KISS’s GENE SIMMONS “Anybody that’s in a band goes, ‘Oh, they can’t exist without me,’ they are sadly mistaken,” he continued. “Whether you’re AC/DC or VAN HALEN Everybody Is Replaceable

KISS bassist/vocalist Gene Simmons has once again defended the band’s decision to have current KISS members Tommy Thayer and Eric Singer dress up as Peter Criss‘s and Ace Frehley‘s respective “Spaceman” and “Catman” personas, explaining that every musician is replaceable.

Speaking to Rolling Stone, Simmons said: “The saddest thing of all is here we are, top of Mt. Olympus with all this cool stuff happening, really enjoying ourselves, the fans are thrilled, and nobody ever holds up a sign, ‘Where’s Ace and Peter?’

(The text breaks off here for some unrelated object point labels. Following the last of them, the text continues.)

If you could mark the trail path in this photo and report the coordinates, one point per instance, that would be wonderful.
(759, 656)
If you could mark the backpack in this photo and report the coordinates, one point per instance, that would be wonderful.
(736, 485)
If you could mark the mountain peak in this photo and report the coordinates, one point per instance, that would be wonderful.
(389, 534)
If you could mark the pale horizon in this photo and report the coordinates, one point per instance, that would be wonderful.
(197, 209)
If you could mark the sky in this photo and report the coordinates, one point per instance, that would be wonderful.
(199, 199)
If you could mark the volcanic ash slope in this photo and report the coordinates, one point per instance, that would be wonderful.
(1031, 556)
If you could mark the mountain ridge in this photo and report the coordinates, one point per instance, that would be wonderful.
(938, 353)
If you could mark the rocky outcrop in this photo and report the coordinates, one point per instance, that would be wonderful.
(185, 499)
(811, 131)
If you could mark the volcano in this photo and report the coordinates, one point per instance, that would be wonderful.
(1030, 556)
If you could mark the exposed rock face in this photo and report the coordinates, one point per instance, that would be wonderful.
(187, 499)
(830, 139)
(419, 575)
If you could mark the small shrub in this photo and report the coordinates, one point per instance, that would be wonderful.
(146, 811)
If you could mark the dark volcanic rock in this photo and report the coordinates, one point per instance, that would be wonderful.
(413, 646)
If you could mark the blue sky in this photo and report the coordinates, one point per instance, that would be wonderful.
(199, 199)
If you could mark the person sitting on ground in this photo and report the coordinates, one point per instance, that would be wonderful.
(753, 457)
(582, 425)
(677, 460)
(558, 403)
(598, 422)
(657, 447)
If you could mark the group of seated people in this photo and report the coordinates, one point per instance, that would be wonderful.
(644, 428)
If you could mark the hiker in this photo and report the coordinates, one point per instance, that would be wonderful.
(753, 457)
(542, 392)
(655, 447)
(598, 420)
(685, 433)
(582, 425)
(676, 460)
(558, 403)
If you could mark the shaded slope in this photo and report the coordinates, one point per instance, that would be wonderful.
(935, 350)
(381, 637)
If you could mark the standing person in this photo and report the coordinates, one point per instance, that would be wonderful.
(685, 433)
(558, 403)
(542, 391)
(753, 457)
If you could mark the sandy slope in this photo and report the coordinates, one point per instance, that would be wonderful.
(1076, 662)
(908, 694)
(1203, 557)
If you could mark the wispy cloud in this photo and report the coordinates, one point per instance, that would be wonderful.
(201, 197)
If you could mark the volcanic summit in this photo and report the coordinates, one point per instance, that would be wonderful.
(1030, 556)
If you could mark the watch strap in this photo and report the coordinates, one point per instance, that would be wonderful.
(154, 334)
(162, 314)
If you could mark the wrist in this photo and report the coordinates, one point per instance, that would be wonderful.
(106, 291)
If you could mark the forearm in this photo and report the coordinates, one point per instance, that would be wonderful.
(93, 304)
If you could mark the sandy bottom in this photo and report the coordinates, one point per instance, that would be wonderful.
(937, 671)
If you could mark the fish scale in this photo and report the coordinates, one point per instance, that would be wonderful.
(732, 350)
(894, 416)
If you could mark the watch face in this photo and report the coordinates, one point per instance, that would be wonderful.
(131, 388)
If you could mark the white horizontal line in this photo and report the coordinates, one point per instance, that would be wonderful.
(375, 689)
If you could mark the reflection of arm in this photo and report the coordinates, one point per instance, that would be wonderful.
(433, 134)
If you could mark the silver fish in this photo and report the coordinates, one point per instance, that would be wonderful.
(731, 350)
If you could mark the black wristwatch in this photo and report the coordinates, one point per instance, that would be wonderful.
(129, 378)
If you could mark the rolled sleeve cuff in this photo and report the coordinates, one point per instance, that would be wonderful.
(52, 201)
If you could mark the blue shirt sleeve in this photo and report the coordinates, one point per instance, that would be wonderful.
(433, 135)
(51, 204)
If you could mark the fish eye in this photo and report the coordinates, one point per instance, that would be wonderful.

“Anybody that’s in a band goes, ‘Oh, they can’t exist without me,’ they are sadly mistaken,” he continued. “Whether you’re AC/DC or VAN HALEN or anybody, they can actually not only exist without you. Even if you’re the lead singer, they can actually get twice as big. Even if you’re in GENESIS: ‘Oh, they can never do it without Peter Gabriel.’ Oh, sure they can. In fact, we’ll get a guy who doesn’t have any personality and doesn’t put on masks or anything and just sings songs, and they’ll play stadiums. And Peter Gabriel, with all of the great masks and the things, never played that.”

More than a decade after Singer and Thayer first started wearing the the “Catman” and “Spaceman” makeup, Gene says that “in retrospect, it was the right decision. There’s always going to be five percent or 10 percent of people who were there at the beginning who will complain about anything. And listen, I think that’s valid from their point of view. But people get onto a train at different times.

“If you go to see THE [ROLLING] STONES live today and poke the guy next to you and say, ‘Ron Wood, he’s not Brian Jones,’ the guy says, ‘Who the fuck is that?’ He wouldn’t have a clue what you were talking about. He came into THE STONES 10, 20, 30 years after you did.”

KISS frontman Paul Stanley said in a 2014 interview that it was a mistake to try to introduce new characters in the band (in a short-lived Eighties incarnation of KISS, guitarist Vinnie Vincent was the Ankh Warrior, and the late drummer Eric Carr was the Fox). He said: “I think where we went astray is when we first replaced Peter and we decided we needed a new character. And the problem with that kind of stuff is that it started to become — interestingly, I think — disingenuous. It took an air of ‘fake’ in the sense that it became a menagerie. I mean, we had a Fox and an Egyptian Warrior. Next we would have the Turtle Boy and The Frog Man. So I think once we brought Ace and Peter back for the reunion tour, which I hoped would go on forever… In other words, I hoped that everybody would get back together, everybody would see the error in their ways and we would move forward and stay together forever. But when that wasn’t to be, I thought, you know, we really built these four images. And, arguably, you can go anywhere in the world and people know who KISS is, regardless of whether they know who those people are. So to give up that because we found that those guys were no longer either capable or wanted to give it a hundred percent, well, then who loses out? The fans. So, no. Those images are the images that will continue when I’m not here either.”

In a separate interview with Rolling Stone, Stanley said that part of the reason the new characters in KISS didn’t work is simply that “people didn’t buy it. It lost its believability.” He added: “We saw a decline that started gradually, but quickly we fell off the edge of the cliff. To go from doing multiple nights in an arena to, next tour, not being able to sell out a theater, is stark.”